The Skycrane will lower MSL-Curiosity on to the relatively flat valley floor on the end of tethers before blasting away to a safe distance. The robot will then drive up to the base of the central mountain.
In front of it, the rover should should find abundant quantities of clay minerals that will give fresh insight into the very wet early epoch of the Red Planet. Above the clays, the deposits change to sulphates, which relate to a period in time when Mars was still wet but was beginning to dry out.
In addition, there is evidence water flowed down the mountain at some point in the past, cutting a deep gully and depositing sediments out on the plain.
The rover will get to investigate all of this.
"The suite of things that we can see at Gale represents a diverse number of environments over a long period of time, possibly tens to hundreds of millions of years, plus the modern environment," said Dawn Sumner, a geologist at the University of California Davis, US.
"It's also going to be just an incredibly beautiful place - it will be a lot like the southwest of the US, areas like Monument Valley where you have steep-sided cliffs with the rover going in the shallower valleys between them," the co-chair of the landing site working group explained.
Gale was selected after a rigorous investigation of some 60 competing sites. The selection process took five years and involved about 150 researchers.
High-resolution imagery was acquired of the best sites, and Nasa even built models of some of the site surfaces and dropped a simulation rover on to them to assess their suitability.
Michael Watkins, the mission's project engineer, said the expected precision of the new entry, descent and landing system meant that the space agency could have chosen any of the top contenders.
"We can control the lift of the vehicle a little bit during entry and we can cancel out some unexpected differences in atmospheric drag that would cause the landing zone to be large," he told reporters.
"Previous missions have had landing zones that have been up to 10 times larger than MSL. MSL is going to land in a 20km-across spot."
MSL-Curiosity has been funded for an initial surface mission of two years.
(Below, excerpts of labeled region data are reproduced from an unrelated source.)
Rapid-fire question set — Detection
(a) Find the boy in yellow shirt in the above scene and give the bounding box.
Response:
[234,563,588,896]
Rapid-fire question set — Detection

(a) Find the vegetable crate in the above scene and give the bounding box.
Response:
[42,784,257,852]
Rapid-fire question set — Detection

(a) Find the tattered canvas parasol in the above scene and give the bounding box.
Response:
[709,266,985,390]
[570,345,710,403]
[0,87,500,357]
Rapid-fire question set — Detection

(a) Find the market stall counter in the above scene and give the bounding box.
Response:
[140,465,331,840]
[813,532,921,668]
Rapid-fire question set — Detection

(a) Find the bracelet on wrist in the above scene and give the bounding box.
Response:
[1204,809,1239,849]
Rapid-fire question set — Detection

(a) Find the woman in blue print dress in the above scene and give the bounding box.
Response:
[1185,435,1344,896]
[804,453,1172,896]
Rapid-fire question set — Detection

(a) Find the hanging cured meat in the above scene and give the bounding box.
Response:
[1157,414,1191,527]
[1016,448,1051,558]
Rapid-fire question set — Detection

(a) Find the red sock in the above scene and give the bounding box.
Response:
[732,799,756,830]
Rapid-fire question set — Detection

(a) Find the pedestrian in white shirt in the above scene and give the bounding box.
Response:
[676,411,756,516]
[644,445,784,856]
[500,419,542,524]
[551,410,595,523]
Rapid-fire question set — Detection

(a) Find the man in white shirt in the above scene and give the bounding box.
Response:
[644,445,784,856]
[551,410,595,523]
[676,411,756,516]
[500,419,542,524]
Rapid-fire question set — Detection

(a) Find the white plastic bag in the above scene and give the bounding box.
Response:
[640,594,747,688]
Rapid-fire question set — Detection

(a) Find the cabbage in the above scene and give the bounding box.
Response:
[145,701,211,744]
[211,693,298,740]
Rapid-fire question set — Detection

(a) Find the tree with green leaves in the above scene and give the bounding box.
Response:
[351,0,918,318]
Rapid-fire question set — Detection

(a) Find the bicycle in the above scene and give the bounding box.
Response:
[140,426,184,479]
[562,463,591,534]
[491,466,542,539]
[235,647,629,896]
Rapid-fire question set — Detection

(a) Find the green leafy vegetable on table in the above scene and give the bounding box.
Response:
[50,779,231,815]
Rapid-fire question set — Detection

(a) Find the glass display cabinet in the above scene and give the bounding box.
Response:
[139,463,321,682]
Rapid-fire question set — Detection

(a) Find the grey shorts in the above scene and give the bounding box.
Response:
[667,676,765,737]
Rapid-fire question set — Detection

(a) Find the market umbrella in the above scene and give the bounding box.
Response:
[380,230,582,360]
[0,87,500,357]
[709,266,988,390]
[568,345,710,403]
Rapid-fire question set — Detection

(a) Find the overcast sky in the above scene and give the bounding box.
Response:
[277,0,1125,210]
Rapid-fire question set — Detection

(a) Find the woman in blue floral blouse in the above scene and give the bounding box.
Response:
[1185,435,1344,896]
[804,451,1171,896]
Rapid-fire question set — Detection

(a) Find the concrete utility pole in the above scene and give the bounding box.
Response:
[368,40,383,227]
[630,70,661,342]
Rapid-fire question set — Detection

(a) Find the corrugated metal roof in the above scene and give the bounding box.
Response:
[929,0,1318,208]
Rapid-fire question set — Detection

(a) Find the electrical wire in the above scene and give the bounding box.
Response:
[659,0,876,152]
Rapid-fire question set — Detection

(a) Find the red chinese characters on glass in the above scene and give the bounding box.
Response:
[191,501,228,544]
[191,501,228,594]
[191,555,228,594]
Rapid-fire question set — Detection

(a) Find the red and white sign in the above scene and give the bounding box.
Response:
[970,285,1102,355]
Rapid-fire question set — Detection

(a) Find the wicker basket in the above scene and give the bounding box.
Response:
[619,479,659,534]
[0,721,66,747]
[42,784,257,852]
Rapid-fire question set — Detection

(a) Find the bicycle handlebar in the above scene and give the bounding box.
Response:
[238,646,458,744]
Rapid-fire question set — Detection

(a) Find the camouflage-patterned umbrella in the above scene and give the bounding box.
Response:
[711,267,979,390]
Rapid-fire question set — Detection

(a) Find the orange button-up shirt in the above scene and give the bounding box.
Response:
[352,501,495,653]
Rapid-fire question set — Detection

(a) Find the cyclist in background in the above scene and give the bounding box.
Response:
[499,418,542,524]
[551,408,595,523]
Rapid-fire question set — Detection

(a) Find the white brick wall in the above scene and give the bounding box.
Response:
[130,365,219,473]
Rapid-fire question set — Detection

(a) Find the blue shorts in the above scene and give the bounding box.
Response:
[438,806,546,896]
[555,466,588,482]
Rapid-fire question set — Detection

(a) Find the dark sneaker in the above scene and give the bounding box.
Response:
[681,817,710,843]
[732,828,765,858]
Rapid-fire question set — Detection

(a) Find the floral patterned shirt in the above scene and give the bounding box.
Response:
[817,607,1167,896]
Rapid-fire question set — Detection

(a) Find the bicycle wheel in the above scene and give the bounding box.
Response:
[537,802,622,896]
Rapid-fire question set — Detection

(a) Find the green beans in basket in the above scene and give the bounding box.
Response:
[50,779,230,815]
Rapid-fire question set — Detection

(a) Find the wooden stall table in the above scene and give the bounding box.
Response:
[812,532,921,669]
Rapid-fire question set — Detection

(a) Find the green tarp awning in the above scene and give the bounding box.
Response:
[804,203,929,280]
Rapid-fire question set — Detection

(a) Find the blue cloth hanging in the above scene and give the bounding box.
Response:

But the fact that Nasa's Opportunity rover continues to roll across the Red Planet today, seven years after landing, suggests the new vehicle may have a very long life ahead of it. What is more, the new vehicle carries a nuclear battery that will provide ample power on a planet where dust storms can blight the operation of solar panels.
MSL-Curiosity is currently being prepared for its November launch at Nasa's Kennedy Space Center.